With this as context, Melville, NY-based CopyTele, Inc., a company that protects the rights of inventors through patent monetization and patent assertion, through its wholly owned subsidiary, Encrypted Cellular Communications Corporation (“EC3”), has filed a patent infringement lawsuit against AT&T. The suit is  in connection with EC3’s patented Encrypted Cellular Communications technology whose patent expires in 2024. This represents the sixth lawsuit launched by CTI since implementing its new business model in January of 2013.

Robert Berman, CTI’s president and CEO stated, “CTI was a true pioneer in developing encryption technologies, having supplied state of the art encryption devices for use by the U.S. military in both Gulf wars. Similar technologies are now being used for secure cellular communications in both the business and government sectors. With over 300 million wireless subscriptions in the U.S., we believe that our EC3 assertion campaign has enormous potential”.

The reason AT&T has been the target for patent infringement action is that it charges its customers a one-time activation fee of $115 per device, and monthly service charges of $39.99, for its Encrypted Mobile Voice service, in addition to data and wireless charges.

As CTI explains, “’The potential to collect incremental activation fees, incremental service charges, and demand higher prices for consumer based devices containing encryption based hardware and software, mobile service providers and consumer device manufacturers are expected to next roll out encryption devices and services across all consumer markets, in an effort to profit from consumer privacy concerns.” In short, this is a big market, and CTI believes it is entitled to compensation for infringement on its technology by AT&T.   
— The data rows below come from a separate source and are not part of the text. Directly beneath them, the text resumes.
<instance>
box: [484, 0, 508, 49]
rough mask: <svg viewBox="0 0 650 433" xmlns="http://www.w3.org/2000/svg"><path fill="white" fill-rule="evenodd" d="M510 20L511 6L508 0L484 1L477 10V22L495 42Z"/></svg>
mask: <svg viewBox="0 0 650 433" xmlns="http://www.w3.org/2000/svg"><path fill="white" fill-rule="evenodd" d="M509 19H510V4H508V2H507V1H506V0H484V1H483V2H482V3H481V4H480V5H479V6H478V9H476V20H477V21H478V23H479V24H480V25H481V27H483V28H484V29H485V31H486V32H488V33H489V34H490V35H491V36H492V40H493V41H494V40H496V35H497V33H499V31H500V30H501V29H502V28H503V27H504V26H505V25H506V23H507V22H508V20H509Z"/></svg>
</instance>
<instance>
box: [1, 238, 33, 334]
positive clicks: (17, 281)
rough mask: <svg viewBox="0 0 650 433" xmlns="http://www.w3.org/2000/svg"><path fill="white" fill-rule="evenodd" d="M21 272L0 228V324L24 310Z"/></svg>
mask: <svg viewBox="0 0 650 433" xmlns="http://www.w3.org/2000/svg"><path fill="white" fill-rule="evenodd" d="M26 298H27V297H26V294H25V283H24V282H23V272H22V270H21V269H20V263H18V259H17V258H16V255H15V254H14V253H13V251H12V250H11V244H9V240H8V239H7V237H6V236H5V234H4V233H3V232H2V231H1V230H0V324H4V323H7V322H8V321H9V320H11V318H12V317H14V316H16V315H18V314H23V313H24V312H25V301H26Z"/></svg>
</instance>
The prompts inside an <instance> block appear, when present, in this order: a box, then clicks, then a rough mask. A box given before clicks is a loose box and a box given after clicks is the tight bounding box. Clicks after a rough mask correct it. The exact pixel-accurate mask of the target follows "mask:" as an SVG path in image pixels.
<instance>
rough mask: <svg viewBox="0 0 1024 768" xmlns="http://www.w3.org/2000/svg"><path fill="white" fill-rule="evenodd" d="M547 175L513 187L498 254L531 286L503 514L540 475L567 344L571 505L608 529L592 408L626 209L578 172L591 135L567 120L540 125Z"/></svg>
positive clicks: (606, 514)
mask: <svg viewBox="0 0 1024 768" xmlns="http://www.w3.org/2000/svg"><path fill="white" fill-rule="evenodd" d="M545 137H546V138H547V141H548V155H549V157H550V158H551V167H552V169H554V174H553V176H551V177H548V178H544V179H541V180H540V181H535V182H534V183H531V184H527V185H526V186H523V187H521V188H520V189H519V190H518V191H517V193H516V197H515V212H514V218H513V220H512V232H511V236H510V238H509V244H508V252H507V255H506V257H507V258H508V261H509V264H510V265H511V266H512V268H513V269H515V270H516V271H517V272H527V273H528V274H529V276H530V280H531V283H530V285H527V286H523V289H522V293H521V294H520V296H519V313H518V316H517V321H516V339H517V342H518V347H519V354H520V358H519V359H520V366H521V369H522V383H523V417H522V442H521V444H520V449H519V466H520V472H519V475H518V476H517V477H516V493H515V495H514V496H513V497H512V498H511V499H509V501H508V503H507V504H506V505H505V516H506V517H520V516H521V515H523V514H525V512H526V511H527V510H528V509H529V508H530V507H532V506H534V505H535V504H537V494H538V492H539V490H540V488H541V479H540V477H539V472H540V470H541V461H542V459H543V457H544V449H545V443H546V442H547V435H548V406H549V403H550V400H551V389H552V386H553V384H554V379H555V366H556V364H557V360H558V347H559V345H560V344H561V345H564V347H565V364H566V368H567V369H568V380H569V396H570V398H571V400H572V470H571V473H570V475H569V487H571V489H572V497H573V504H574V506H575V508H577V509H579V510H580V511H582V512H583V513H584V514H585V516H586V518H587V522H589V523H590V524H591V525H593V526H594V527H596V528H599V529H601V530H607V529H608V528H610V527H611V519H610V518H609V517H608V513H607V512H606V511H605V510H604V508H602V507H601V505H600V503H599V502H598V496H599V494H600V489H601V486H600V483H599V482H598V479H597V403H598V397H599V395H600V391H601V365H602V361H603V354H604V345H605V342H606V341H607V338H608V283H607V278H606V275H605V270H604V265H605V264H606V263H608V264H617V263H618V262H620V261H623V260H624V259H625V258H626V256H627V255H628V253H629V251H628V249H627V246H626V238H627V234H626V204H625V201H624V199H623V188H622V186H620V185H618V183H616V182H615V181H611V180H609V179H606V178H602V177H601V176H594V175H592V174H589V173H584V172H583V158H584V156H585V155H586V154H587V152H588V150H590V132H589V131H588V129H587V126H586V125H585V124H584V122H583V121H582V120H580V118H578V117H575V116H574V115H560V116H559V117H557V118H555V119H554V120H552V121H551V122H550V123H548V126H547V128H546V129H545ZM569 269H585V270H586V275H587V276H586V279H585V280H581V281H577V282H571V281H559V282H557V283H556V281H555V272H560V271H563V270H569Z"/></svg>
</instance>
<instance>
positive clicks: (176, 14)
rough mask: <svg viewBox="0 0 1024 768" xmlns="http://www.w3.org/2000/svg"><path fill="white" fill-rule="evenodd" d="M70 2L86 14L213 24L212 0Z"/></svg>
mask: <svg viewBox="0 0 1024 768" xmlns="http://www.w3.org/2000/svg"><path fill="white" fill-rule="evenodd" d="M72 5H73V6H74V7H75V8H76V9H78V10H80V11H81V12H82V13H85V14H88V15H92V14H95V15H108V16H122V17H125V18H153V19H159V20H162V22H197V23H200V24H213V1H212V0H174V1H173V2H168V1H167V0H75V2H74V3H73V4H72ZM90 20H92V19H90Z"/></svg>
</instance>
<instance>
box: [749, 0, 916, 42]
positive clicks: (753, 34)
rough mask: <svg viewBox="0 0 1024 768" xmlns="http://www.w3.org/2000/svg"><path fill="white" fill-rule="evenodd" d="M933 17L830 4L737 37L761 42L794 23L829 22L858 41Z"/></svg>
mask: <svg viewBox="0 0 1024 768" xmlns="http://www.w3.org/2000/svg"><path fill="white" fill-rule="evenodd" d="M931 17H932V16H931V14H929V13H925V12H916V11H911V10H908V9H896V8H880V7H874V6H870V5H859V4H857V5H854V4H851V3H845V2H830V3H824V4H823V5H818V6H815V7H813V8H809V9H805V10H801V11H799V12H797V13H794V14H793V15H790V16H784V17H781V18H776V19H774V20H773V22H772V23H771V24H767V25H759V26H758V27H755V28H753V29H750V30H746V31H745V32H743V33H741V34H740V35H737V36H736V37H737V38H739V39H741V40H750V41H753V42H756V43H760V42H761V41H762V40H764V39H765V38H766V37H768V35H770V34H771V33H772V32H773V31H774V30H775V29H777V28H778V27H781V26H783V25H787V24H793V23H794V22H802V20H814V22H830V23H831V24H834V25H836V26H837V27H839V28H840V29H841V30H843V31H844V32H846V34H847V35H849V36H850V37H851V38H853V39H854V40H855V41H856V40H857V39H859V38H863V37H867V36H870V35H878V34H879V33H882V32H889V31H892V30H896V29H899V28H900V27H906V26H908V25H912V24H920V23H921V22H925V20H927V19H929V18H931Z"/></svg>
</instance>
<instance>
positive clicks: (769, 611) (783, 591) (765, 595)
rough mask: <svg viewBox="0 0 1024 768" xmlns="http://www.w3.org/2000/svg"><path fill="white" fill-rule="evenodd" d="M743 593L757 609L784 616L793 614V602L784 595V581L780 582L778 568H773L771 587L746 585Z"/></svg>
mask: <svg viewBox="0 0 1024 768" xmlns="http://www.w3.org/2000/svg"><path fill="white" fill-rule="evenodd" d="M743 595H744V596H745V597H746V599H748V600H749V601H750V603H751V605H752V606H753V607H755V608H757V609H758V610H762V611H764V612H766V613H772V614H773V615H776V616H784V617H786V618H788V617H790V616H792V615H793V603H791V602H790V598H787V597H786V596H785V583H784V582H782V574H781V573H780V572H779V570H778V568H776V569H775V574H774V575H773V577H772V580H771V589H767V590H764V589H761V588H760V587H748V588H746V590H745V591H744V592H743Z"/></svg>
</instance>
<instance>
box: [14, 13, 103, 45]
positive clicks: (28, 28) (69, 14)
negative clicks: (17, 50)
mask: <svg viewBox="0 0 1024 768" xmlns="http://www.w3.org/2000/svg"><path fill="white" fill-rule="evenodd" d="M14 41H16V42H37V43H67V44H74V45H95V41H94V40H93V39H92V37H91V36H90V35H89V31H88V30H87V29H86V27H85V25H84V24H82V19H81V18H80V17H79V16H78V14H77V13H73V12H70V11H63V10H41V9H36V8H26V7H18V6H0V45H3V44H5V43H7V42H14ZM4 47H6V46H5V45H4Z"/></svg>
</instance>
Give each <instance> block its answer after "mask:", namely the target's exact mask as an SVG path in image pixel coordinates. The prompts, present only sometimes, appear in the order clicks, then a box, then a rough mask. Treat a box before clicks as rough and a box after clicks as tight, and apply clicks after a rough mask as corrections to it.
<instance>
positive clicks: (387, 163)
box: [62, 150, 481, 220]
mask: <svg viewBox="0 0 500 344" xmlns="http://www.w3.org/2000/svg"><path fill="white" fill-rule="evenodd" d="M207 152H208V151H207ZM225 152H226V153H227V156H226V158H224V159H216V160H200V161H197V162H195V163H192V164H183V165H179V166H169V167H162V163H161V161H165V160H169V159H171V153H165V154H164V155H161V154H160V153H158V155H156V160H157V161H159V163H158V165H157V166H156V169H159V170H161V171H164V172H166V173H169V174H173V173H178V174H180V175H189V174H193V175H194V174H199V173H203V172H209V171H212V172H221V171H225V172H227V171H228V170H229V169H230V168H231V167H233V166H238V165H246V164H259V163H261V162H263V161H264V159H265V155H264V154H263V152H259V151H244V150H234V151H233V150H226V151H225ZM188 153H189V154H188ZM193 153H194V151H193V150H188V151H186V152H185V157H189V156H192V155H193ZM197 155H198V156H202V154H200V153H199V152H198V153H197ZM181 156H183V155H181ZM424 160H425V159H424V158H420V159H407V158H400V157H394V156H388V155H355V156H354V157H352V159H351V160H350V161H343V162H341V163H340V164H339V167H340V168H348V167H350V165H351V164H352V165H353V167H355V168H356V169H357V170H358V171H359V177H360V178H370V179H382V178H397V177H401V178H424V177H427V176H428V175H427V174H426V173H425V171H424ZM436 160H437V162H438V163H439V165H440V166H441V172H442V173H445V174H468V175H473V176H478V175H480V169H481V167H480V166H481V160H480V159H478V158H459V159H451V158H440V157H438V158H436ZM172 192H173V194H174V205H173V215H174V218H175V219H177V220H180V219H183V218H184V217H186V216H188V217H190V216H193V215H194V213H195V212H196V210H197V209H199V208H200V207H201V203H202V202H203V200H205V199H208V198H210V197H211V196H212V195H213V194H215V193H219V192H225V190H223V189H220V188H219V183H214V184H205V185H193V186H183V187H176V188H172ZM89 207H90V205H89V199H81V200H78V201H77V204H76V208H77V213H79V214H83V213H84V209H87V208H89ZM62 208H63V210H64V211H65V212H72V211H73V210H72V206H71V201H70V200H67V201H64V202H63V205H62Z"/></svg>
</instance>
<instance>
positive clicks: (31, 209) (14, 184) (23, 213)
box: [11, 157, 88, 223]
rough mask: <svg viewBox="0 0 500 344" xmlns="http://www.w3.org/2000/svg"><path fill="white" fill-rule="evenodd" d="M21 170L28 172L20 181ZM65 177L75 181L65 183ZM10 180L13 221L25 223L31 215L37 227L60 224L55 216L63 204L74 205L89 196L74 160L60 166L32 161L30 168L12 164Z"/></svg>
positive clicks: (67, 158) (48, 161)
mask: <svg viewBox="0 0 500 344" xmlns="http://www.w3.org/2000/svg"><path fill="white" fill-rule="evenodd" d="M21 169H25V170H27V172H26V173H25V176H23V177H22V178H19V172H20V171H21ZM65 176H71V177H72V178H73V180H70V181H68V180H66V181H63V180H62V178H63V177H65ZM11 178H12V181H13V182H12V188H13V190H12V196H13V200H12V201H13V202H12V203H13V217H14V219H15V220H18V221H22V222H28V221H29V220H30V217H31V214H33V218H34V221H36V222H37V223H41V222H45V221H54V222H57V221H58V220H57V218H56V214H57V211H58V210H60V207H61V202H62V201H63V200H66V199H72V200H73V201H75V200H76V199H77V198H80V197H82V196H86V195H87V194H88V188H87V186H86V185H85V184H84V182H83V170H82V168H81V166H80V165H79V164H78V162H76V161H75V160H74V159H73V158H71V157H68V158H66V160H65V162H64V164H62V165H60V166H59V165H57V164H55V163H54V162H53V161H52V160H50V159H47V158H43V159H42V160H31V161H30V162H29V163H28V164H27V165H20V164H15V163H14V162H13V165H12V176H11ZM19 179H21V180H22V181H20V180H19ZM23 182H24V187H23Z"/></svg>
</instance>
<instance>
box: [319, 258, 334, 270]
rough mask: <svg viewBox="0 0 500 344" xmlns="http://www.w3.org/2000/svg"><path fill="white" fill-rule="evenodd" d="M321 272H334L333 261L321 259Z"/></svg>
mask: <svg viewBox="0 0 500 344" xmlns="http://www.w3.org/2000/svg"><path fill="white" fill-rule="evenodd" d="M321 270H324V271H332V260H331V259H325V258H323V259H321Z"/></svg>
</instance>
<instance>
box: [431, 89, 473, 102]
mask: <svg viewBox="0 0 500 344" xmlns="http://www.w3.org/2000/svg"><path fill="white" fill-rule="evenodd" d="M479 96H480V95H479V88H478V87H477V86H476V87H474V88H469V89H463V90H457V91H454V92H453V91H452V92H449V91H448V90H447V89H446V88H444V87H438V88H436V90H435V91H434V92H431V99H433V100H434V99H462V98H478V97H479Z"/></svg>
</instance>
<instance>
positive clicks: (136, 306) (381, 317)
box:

CTI’s subsidiary companies have already entered into 9 revenue producing license agreements across 3 of its patent assertion campaigns, and now have 33 lawsuits across 6 patent assertion programs, including E-Paper Electrophoretic Displays, Nano Field Emission Displays, Key Based Web Conferencing Encryption, J-Channel Window Frame Construction, Loyalty Conversion Systems, and Encrypted Cellular Communications.

What makes this case noteworthy is that it is part of the intense debate about patent reform, and the role of so-called “patent trolls.” Critics contend that these trolls are not interested in productizing the intellectual property (IP) they have rights to but are only interested in collecting fees when they see infringement opportunities. Companies such as CTI, claim they are doing what the likes of Apple, Microsoft, Blackberry, Ericsson and Sony (owners of Rockstar Bidco, which purchased Nortel's patent portfolio for $4.5 billion in 2011) do, i.e., they choose litigation as the preferred means to monetize their troves of acquired IP. In fact, they argue they are in effect providing a valuable service by asserting that regardless of a company’s size, IP is IP, and when it is infringed upon there should be consequences that could have a chilling effect on innovation.

While the painful process of modifying patent laws to reflect the realities of today’s markets, particularly in regard to tech, still looks like it could take years, lawsuits such as this one that strike at something as important as communications privacy if nothing else draw attention to the need to accelerate policy-maker interest in taking action.